PEN-International aims to share 21st century educational technology with deaf students at colleges and universities worldwide, and has partnerships in Japan, China, the Philippines, Thailand, the Czech Republic, and Russia. It is funded by The Nippon Foundation of Japan.

Combining an ancient Japanese poetry form with the expressive beauty of American and Japanese Sign Languages, the Haiku/Tanka Competition is open to students from NTID and Japan’s Tsukuba College of Technology, one of PEN-International’s partner institutions.

The competition began in 2000 as a way to honor Panara, NTID’s first deaf faculty member, who regularly incorporated Haiku into the English classes that he taught to deaf and hearing students.
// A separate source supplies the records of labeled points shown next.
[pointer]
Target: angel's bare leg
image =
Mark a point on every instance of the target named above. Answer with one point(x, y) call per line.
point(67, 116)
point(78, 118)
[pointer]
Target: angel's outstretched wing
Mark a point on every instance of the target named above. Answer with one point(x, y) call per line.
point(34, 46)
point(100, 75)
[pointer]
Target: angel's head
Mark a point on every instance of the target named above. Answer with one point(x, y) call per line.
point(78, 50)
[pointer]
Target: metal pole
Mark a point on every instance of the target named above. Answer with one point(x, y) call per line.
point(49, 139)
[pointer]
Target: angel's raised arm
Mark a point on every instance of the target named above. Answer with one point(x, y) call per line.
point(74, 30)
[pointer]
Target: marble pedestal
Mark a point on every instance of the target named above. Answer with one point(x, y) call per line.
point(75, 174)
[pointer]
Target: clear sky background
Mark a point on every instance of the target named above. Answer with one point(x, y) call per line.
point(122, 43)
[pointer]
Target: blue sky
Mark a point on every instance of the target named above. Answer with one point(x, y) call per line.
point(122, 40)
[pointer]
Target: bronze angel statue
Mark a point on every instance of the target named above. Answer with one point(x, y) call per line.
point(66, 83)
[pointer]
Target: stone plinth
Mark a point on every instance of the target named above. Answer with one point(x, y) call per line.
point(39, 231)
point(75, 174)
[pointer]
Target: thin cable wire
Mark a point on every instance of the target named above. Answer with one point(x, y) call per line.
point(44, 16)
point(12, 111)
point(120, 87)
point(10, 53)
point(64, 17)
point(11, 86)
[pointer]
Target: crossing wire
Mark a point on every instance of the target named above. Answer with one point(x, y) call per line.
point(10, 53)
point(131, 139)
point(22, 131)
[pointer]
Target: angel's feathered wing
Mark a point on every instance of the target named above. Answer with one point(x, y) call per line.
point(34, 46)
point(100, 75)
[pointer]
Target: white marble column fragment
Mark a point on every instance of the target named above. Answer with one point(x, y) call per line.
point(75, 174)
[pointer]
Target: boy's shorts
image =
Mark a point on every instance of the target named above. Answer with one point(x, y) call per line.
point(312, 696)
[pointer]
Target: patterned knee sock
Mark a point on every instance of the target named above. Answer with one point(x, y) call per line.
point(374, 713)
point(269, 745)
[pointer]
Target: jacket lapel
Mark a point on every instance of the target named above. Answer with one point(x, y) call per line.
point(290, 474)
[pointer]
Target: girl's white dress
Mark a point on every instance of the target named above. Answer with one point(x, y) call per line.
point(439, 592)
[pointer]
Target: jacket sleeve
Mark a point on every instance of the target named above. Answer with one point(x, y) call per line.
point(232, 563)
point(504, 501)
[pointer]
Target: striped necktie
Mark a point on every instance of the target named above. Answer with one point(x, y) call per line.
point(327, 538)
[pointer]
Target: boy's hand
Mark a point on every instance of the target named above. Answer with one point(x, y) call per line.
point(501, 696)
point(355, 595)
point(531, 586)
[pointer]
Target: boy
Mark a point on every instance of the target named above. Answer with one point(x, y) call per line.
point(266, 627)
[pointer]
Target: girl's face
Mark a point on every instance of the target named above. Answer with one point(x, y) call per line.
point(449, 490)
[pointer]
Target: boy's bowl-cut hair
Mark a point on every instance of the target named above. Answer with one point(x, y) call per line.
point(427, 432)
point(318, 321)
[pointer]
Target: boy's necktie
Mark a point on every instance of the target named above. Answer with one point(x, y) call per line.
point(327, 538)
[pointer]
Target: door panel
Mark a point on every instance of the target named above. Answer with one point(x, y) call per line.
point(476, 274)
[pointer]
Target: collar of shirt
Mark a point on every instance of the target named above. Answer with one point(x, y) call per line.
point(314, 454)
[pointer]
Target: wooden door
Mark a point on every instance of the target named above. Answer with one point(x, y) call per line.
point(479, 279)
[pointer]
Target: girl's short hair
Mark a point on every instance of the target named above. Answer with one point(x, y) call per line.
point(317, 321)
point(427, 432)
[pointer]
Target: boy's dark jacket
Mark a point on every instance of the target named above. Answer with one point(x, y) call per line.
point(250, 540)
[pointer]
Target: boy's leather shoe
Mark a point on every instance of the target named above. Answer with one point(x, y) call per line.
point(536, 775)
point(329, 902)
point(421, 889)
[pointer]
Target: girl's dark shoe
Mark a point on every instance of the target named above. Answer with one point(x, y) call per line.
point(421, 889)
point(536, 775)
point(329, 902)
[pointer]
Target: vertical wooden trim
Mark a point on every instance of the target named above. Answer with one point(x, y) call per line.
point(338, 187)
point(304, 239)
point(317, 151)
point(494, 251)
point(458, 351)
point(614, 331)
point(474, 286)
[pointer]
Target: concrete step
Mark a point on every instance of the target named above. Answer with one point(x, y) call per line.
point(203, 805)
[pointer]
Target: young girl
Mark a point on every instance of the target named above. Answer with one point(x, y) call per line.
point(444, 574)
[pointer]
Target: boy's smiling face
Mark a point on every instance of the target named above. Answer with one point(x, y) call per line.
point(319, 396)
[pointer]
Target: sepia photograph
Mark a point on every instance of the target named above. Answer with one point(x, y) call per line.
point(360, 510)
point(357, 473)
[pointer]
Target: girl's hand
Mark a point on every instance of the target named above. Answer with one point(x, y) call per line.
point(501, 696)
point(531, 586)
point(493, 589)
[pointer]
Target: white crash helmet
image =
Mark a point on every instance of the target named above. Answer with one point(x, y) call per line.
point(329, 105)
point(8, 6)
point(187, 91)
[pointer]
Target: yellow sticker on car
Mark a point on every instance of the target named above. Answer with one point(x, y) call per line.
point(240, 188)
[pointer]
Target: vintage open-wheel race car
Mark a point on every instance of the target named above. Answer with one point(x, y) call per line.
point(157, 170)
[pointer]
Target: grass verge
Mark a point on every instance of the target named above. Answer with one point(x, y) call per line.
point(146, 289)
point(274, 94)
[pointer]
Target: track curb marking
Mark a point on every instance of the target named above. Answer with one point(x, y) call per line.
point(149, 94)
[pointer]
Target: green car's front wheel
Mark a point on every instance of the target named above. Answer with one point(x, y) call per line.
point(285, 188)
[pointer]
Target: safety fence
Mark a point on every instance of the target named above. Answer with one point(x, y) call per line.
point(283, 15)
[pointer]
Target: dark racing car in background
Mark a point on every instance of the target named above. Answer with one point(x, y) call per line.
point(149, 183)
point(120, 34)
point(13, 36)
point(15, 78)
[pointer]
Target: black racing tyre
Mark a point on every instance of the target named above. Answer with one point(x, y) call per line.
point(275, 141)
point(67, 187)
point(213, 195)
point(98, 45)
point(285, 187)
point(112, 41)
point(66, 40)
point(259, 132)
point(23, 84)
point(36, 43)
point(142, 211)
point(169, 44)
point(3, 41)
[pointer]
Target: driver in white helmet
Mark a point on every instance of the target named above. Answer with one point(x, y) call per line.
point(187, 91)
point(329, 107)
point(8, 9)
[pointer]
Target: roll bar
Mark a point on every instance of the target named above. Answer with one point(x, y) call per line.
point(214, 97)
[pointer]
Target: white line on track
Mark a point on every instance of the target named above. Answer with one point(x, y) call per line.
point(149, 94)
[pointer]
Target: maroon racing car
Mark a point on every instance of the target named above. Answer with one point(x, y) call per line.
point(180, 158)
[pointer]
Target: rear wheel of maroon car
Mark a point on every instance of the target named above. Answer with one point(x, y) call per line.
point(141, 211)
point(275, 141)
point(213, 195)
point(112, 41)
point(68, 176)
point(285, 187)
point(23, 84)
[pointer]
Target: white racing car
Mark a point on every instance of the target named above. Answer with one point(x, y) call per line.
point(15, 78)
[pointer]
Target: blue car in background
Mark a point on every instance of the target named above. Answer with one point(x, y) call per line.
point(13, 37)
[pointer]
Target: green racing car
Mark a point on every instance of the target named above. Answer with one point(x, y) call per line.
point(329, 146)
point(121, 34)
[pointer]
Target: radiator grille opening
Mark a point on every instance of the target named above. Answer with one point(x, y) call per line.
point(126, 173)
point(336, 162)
Panara retired in 1988.

This year, a record 244 poems—both three-line Haiku and five-line Tanka—were submitted by 28 students from NTID. Winning poems were selected by two judges, and three of the winning poems will be published in an upcoming edition of Red Lights, an international Tanka journal.

Competitions are staged separately at both colleges, but video conferencing allows the students to watch each other’s performances.

This year’s NTID student winners are Stephen S. McDonald, Sam S. Sepah, Jessica A. Thurber, Jack R. Williams, and Christopher J. Zahniel. Honorable mentions were given to Leon Lim, Michelle Peterson, and Cassie Haynes.

TCT’s five student winners and four faculty members visited NTID in March, and will welcome NTID’s student winners to Japan in May.

NTID is the first and largest technological college in the world for deaf and hard-of-hearing students. NTID, one of eight colleges of RIT, offers educational programs and access and support services to its 1,100 students from around the world who study, live, and socialize with 14,400 hearing students on RIT’s Rochester, N.Y., campus.